Così ho cambiato latitudini, e mi sono spostato nella più scomoda ed angusta stanzetta della mia camera, ghermito dal caldo implacabile e senza più il sollievo della distesa marina e della fresca brezza che carezzava i fogli bianchi di carta su cui cercavo di raccogliere idee; sorprendentemente, in questa cornice meno idilliaca sono riuscito a ritrovare gli echi della sopita ispirazione.
Ho trascorso due settimane esatte, come avrebbe detto Giacomo Leopardi, immerso in una scrittura ‘’matta e disperatissima’’, dalle prime ore del mattino fino a tarda sera, dove ho sentito di avere ritrovato un pieno contatto con la storia che avevo immaginato l’anno prima, che è soprattutto la storia di un periodo particolare della mia vita, collocato alla fine degli anni ’90, dove determinati eventi ed incontri hanno plasmato in modo diverso il mio destino.

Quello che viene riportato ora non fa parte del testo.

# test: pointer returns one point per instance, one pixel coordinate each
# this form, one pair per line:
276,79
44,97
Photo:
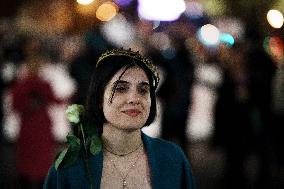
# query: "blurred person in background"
175,90
232,129
261,69
30,96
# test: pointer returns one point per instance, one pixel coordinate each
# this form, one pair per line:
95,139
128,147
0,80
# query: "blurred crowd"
42,74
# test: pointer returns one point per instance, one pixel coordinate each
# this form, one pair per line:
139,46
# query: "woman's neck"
121,141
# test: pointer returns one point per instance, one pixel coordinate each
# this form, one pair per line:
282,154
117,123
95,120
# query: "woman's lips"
132,112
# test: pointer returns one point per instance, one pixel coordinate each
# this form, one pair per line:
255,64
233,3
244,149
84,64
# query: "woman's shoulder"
162,146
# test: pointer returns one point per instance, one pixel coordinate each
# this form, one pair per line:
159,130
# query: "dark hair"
102,74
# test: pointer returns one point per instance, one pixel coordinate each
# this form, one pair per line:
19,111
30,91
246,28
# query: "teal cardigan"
169,169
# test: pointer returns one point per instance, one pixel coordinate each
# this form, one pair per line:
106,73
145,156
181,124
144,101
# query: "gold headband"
135,55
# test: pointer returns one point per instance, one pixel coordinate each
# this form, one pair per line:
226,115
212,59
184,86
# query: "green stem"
86,159
84,139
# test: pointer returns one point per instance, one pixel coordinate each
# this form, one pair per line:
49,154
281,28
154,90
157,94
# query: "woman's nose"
133,98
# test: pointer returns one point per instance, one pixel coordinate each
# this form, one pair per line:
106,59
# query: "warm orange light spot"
106,11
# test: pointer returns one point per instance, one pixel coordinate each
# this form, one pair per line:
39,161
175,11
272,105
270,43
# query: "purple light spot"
123,3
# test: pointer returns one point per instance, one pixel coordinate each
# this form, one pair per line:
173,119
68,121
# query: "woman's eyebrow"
143,83
120,82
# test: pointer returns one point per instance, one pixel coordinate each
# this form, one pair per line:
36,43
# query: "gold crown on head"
135,55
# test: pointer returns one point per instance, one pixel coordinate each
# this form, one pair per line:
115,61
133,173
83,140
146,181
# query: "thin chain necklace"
117,154
123,177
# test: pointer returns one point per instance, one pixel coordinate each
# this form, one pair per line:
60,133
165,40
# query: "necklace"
117,154
123,177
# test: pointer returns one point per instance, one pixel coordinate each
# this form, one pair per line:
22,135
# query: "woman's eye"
121,89
143,91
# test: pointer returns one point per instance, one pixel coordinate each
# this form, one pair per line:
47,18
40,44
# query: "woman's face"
129,107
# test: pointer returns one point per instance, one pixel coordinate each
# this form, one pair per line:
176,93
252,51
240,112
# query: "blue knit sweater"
169,169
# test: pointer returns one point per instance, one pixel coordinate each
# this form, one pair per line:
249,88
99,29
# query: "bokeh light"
227,38
194,10
106,11
275,18
214,7
123,3
209,35
275,47
162,10
85,2
119,31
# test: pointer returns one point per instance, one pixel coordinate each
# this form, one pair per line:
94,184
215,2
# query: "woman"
122,101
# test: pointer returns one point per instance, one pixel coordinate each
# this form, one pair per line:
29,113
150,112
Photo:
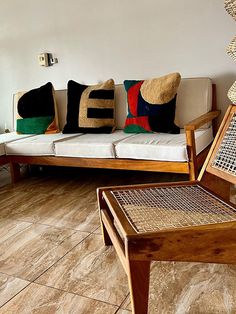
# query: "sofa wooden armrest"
203,119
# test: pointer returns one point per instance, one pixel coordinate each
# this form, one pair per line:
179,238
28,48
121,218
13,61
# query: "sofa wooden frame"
190,167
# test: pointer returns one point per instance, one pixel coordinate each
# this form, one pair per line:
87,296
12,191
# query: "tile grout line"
29,283
84,296
33,281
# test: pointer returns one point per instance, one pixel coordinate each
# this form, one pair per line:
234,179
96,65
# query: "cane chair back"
221,160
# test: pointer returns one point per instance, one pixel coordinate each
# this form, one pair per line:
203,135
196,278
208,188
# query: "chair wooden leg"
138,276
102,204
106,238
15,172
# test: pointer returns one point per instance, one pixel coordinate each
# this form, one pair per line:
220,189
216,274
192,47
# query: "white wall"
96,40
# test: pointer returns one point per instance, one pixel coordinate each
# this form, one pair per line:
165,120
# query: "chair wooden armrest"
203,119
196,161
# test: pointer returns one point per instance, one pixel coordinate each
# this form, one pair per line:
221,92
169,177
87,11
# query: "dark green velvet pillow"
36,111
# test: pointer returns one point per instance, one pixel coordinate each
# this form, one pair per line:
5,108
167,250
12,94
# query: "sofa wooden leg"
15,172
138,276
102,204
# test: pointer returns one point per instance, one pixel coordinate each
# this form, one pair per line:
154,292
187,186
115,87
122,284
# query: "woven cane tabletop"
155,209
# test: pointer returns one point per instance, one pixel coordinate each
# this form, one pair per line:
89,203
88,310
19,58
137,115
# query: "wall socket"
46,59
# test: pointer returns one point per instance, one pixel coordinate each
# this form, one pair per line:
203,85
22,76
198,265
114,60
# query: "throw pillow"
90,109
36,111
151,104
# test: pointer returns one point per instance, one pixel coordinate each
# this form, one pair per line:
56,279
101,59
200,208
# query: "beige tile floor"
52,259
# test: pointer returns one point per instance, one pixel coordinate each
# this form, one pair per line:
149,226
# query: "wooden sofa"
195,114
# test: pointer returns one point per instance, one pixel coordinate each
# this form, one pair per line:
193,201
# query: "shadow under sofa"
160,152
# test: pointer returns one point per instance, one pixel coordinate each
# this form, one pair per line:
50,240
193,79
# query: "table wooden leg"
138,276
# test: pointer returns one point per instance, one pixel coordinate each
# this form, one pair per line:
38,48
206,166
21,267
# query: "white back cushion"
194,98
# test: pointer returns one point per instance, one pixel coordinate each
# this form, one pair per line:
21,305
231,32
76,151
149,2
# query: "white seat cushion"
12,136
38,145
90,145
161,146
2,149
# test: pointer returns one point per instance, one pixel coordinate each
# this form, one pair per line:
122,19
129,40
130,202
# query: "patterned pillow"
90,109
151,105
36,111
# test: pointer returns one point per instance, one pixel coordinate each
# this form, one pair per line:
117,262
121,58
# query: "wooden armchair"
192,221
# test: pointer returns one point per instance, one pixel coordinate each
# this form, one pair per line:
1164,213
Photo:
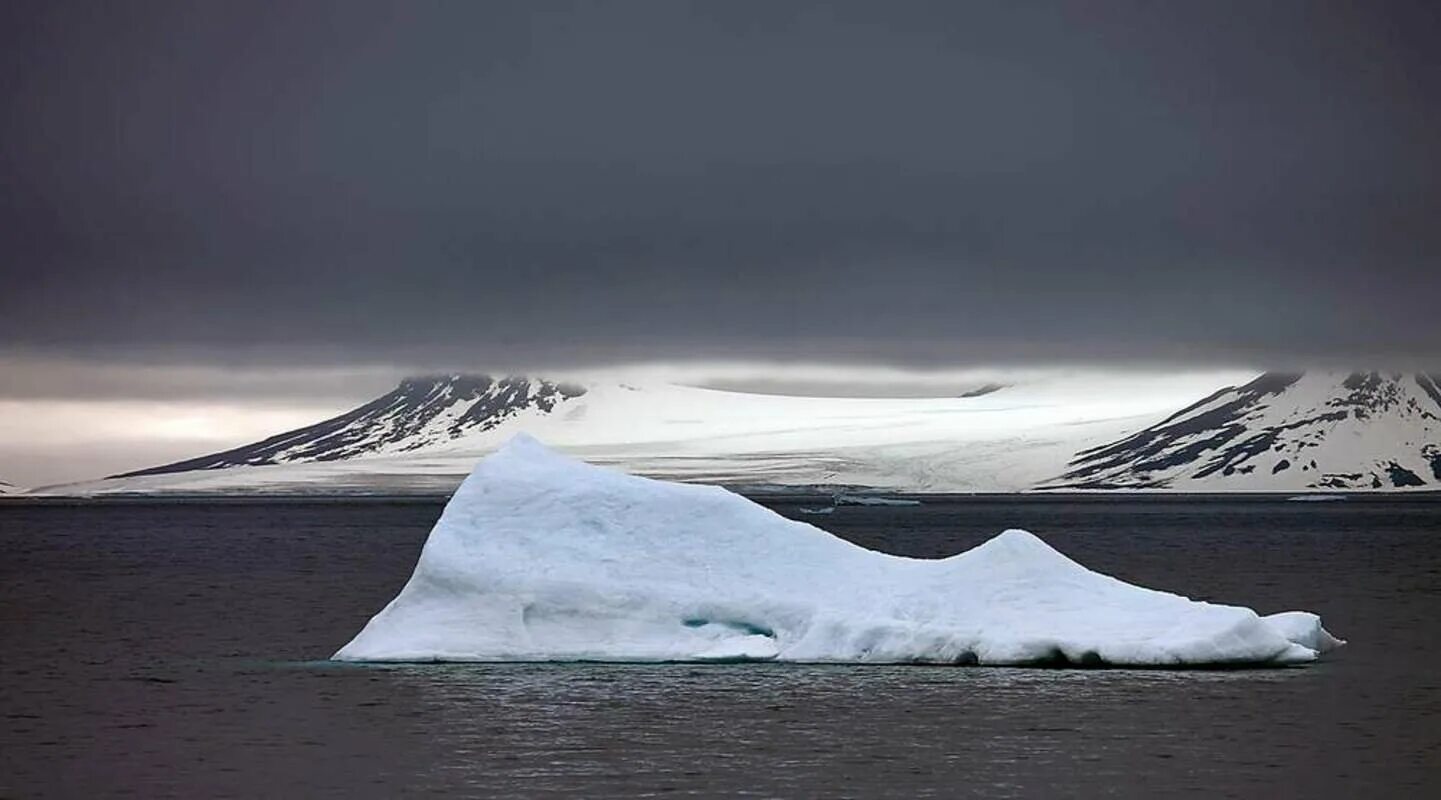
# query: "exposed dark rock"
394,420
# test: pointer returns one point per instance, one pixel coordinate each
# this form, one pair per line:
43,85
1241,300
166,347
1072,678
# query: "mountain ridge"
1359,431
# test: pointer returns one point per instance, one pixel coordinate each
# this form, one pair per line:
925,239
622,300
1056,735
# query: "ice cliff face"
1283,433
417,414
543,558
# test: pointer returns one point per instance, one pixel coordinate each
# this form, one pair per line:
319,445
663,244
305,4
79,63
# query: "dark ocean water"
176,650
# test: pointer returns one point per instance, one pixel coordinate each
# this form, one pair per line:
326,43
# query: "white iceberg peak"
539,557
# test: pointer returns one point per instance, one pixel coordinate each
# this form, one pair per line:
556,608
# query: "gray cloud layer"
567,183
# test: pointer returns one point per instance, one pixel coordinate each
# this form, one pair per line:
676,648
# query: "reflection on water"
786,730
172,650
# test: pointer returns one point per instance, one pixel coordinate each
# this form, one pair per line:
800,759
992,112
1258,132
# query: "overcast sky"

Ho percepito questo contatto profondo, ancora più profondo di quello che ero riuscito ad instaurare la scorsa estate, non solo con la mia storia, ma anche con i personaggi che ne hanno fatto indissolubilmente parte, e che mi sono impegnato ad affrescare con tinte ancora più accese, e vive, nelle loro intenzioni ed interazioni, e nella profondità dei loro animi.
Ho arricchito la trama, creato nuovi intrecci e connessioni tra i protagonisti, cavalcando con più audacia le ali della fantasia e dell’immaginazione senza tuttavia perdere aderenza con la realtà del mio vissuto.
Ne sta venendo fuori qualcosa che è un ibrido di generi: autobiografia, romanzo, e saggio; un po’ tutto, ed un po’ niente, come in fondo mi sento io.
Sono a buon punto, anche se ho ancora molto da lavorare.
Come sempre, sta a noi, sta a me, scrivere il finale.